Self-help’s ongoing failure to transform the world, despite its massive influence, points to the fact that cultural production always makes more problems than it solves. There always needs to be new books to sell. But nonetheless, we really do want the alienation, ill health, boredom, debt, anxiety, and loneliness to cease. And there’s no way that all the gurus, authors, TV hosts, psychics, and personal trainers are cynical hacks—some of them must actually want to help.
So how do we make ourselves better? The practice of self-improvement presents a paradox: The last thing you would think could improve someone’s fucked-up station and self would be a more concentrated effort by the very person who got themselves there in the first place. Isaac Newton stood on the shoulders of giants; the self-improved person teeters on the back of the selfish, damaged mess they used to be.
It is hard to fix yourself, but perhaps that is exactly what self-help does—not in the sense of “repair” but instead in the sense of making a thing constant across time and space. Self-help doesn’t help us will our aspirations into being so much as it soothes anxiety about our shortcomings, about our capacity to keep aspiring. Self-help is a form of deferral, a procrastination: putting off actual struggles by reading a book that tells us how we’re just about to begin the struggle, a quixotic routine that should be familiar to many leftists.

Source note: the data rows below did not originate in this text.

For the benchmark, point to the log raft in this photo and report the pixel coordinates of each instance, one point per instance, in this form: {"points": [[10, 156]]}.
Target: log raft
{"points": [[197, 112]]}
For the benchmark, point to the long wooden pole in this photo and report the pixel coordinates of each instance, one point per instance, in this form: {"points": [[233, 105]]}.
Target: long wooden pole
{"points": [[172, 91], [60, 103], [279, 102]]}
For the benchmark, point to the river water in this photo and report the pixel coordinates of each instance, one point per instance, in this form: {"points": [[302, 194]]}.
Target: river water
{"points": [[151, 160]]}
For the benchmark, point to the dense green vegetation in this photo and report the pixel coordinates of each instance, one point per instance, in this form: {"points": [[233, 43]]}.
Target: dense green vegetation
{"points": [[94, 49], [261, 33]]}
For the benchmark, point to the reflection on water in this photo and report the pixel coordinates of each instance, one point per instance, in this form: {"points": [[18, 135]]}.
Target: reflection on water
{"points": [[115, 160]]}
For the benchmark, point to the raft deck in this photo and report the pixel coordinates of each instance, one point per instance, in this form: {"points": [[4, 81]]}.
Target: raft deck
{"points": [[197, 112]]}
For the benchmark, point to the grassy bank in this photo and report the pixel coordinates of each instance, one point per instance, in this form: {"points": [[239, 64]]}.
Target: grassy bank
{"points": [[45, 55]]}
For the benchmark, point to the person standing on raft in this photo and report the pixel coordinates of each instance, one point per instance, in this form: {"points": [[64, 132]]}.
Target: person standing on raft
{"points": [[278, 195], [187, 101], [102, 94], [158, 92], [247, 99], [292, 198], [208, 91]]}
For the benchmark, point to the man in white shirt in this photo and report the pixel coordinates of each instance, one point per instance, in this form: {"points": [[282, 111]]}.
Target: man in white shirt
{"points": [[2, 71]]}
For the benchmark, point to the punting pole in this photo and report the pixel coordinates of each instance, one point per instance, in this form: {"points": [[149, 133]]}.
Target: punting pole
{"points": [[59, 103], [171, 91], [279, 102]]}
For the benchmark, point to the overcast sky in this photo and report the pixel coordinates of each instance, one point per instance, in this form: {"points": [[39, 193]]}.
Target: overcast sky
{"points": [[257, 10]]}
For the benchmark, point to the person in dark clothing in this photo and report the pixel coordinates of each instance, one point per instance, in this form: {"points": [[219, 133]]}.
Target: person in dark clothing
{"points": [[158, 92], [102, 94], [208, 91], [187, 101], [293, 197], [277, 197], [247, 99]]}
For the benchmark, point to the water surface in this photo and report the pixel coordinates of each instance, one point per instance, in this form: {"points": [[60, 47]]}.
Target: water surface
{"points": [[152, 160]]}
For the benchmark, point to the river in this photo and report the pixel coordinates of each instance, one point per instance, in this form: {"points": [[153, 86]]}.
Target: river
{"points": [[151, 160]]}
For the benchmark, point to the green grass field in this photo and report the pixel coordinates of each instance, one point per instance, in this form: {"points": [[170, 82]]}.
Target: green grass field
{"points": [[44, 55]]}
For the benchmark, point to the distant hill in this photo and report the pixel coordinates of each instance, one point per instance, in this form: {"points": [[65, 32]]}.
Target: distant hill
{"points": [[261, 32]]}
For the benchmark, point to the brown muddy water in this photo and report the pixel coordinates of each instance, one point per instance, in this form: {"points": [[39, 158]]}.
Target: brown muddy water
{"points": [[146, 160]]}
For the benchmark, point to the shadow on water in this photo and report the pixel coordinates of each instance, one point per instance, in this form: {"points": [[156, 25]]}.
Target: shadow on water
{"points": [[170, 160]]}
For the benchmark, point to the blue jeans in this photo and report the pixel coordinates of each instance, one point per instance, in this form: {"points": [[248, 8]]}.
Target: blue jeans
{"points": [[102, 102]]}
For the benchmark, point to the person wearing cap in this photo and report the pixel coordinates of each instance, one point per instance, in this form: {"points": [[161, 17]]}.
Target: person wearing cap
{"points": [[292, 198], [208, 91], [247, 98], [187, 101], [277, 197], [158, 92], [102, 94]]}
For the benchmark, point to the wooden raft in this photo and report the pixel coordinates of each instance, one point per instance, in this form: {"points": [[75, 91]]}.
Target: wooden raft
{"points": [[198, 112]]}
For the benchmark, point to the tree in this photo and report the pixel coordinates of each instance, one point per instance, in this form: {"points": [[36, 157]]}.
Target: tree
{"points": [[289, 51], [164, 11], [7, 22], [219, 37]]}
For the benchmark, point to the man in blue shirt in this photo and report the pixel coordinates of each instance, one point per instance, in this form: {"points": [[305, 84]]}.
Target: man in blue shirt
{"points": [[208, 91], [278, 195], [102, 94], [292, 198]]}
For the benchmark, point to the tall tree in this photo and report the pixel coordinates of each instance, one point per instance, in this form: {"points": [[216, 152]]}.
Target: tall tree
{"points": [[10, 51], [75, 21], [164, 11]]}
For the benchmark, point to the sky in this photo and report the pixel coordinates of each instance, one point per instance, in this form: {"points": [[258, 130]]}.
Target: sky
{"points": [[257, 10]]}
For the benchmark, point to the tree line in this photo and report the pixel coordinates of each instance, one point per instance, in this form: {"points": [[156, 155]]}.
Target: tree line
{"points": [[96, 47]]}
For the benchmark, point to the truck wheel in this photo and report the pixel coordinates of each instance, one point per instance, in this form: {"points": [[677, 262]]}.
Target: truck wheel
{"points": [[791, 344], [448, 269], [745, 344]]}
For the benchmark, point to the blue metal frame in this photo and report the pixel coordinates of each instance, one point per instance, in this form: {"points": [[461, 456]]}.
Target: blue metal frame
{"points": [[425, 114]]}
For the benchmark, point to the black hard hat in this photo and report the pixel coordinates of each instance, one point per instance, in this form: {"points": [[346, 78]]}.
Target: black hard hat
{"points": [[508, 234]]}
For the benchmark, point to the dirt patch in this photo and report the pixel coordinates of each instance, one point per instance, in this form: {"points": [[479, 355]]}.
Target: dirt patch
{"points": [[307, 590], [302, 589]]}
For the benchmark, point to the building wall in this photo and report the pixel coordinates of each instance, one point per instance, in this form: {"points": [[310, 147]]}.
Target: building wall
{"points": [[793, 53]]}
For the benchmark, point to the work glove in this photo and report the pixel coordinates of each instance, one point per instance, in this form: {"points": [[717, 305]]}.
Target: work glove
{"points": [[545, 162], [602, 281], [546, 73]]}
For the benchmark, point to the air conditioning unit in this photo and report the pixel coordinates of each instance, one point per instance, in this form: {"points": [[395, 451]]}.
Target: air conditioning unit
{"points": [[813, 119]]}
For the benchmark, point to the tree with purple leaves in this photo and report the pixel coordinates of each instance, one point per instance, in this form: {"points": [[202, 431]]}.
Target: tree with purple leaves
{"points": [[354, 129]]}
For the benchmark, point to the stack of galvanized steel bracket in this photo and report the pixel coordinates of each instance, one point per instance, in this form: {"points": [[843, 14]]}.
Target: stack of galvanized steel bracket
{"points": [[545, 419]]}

In this issue, The New Inquiry explores how we attempt to surmount these paradoxes with ever more sophisticated technologies and strategies. In “Solving Happiness,” Jules Evans examines nations’ efforts to take positive psychology from the therapist’s office and apply it to placate citizens en masse. In “The Writing Cure” Melissa Petro recounts the limits and promise of narrative therapy, which urges patients to overcome trauma by telling and retelling their story of self-redemption. And in “The Disconnectionists,” Nathan Jurgenson argues that there is hardly anything therapeutic about the growing “digital detox” movement, which is more about policing our desire for autonomy than protecting ourselves from the evils of digital culture. Jesse Barron’s “Instructions For Young Manhood” gives some helpful advice to young dudes on how to behave in the gym, tracing the links between the cult of the male body and eugenics. Sam Kriss reviews the DSM-V, a dystopian novel in which every form of desire has become an abnormality, every difference an excess to be quashed by medication and mediation. In “Just Friends,” Tom Cutterham investigates how, from Dale Carnegie on, self-help has helped us cope with capitalism’s replacement of friendship with customer service and affective labor.
Self-help always suggests that it is you and not society that needs to change. But self-help also touches on sites of potential resistance: rather than be friendly, Cutterham suggests we re-politicize the notion of friendship. In “Data Occupations,” Whitney Erin Boesel defends the Quantified Self movement against its high-profile detractors and finds in it the potential for nurturing Occupy-like pluralism. And in “Placebos and Noisy Bodies,” Miranda Trimmier distributes homemade pills to friends and acquaintances to bring collective belief to bear on physical and emotional healing. Self-help becomes social medicine.
To fix this world, we’re going to need to care for ourselves—self-help is not automatically a species of quietism, and it does not always end in self-blame. The limits of self-improvement need not rest with self-adjustment to survive in a malicious culture where the sense of having been abandoned—by lovers, parents, employers, the state—is endemic. Rather than adjust to a hostile world, self-help can be a matter of seeing that the world is already ours. We’ve built it, against our will, without reward or control. Now we need only help ourselves to it.